Всему этому я не верил, не хотел верить. Я решил, что все эти лица в политическом отношении настроены консервативно-буржуазно, и что их мнение не может быть для меня решающим. Но я встретил в течение ближайших дней целый ряд людей, определенно левых взглядов, врачей, банковых служащих, юристов, советских служащих и частных лиц, и всегда, за весьма редкими исключениями, находил ту же картину совершенной подавленности, усталой и фаталистической покорности судьбе. Я, конечно, знал о советской системе сыска и воздерживался от всякого сближения с частными лицами. Но я не мог избежать того, чтобы от времени до времени не встречаться и с частными людьми. Хотя эти люди и не знали, кто я такой, но уж одно сообщение, что я приехал из Германии для того, чтобы принять в Москве должность у советского правительства, было вполне достаточно, чтобы эти люди самым бесцеремонным образом выражали свое крайнее удивление. Я энергично боролся с наступавшими на меня со всех сторон обескураживающими впечатлениями. Я ни за что не хотел признаться самому себе в том, что я впал в ошибку и что мысль о крупной самостоятельной созидательной работе, с которой я уезжал из Берлина, представляла из себя иллюзию, которой суждено было погибнуть перед московской действительностью. Однако, меня все более одолевали сомнения, и я все глубже проникался убеждением, что только принадлежность к коммунистической партии могла бы обеспечить возможность продуктивной работы в условиях советского строя.
После десятидневная ожидания, я наконец, свиделся и познакомился 7 апреля 1923 года, в санатории «Чайка» под Москвой, с народным комиссаром финансов Г. Я. Сокольниковым, с которым и имел разговор, длившийся более двух часов. Он произвел на меня впечатление умного, культурного и энергичного человека. Я совершенно откровенно сказал ему о моих сомнениях и спросил, считает ли он при существующих условиях мою деятельность возможною. Он нашел мои сомнения совершенно необоснованными и подчеркнул, что мои осведомители очевидно навязали мне ложное впечатление и что в моей будущей работе найду несомненно большое удовлетворение. Он во всяком случае сделает все, чтобы облегчить мне мою работу.

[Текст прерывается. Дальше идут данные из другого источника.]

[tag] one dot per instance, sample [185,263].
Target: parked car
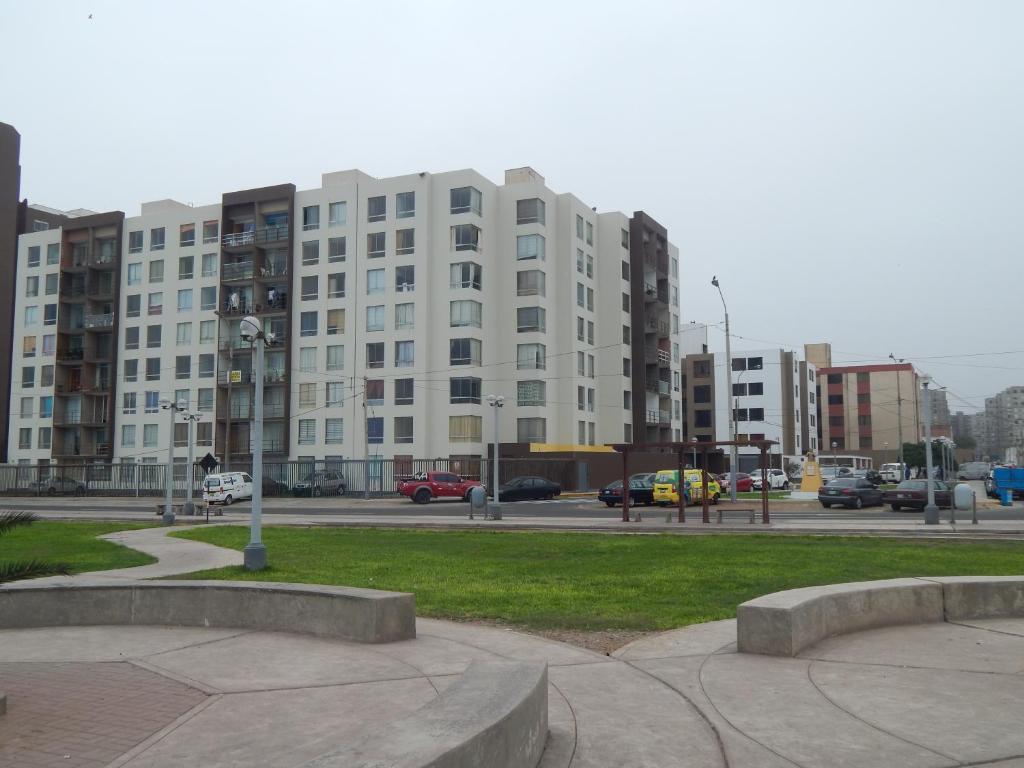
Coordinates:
[528,487]
[424,486]
[850,492]
[641,491]
[227,487]
[744,482]
[777,479]
[912,495]
[973,471]
[667,487]
[322,482]
[55,485]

Через несколько дней я явился к Сокольникову уже в Москве и объявил ему, что после зрелого размышления решил вступить в должность, но что все-же прошу его назначить меня не начальником валютного управления, а временно, пока я не освоюсь с условиями работы, лишь заместителем начальника валютного управления. Возможно, что я ошибаюсь — говорил я ему — но я того мнения, что для такого высокого и видного поста, как должность начальника валютного управления, неизбежно иметь поддержку и опору коммунистической партии. Я же в качестве лица, не принадлежащего к этой партии, конечно, не могу рассчитывать на такую поддержку. Поэтому я готов поступиться моим честолюбием и начать работу в качестве заместителя начальника. Сокольников не разделял моих аргументов, но в результате уступил моей просьбе. Приказом от 28 апреля 1923 года я был назначен заместителем начальника валютного управления.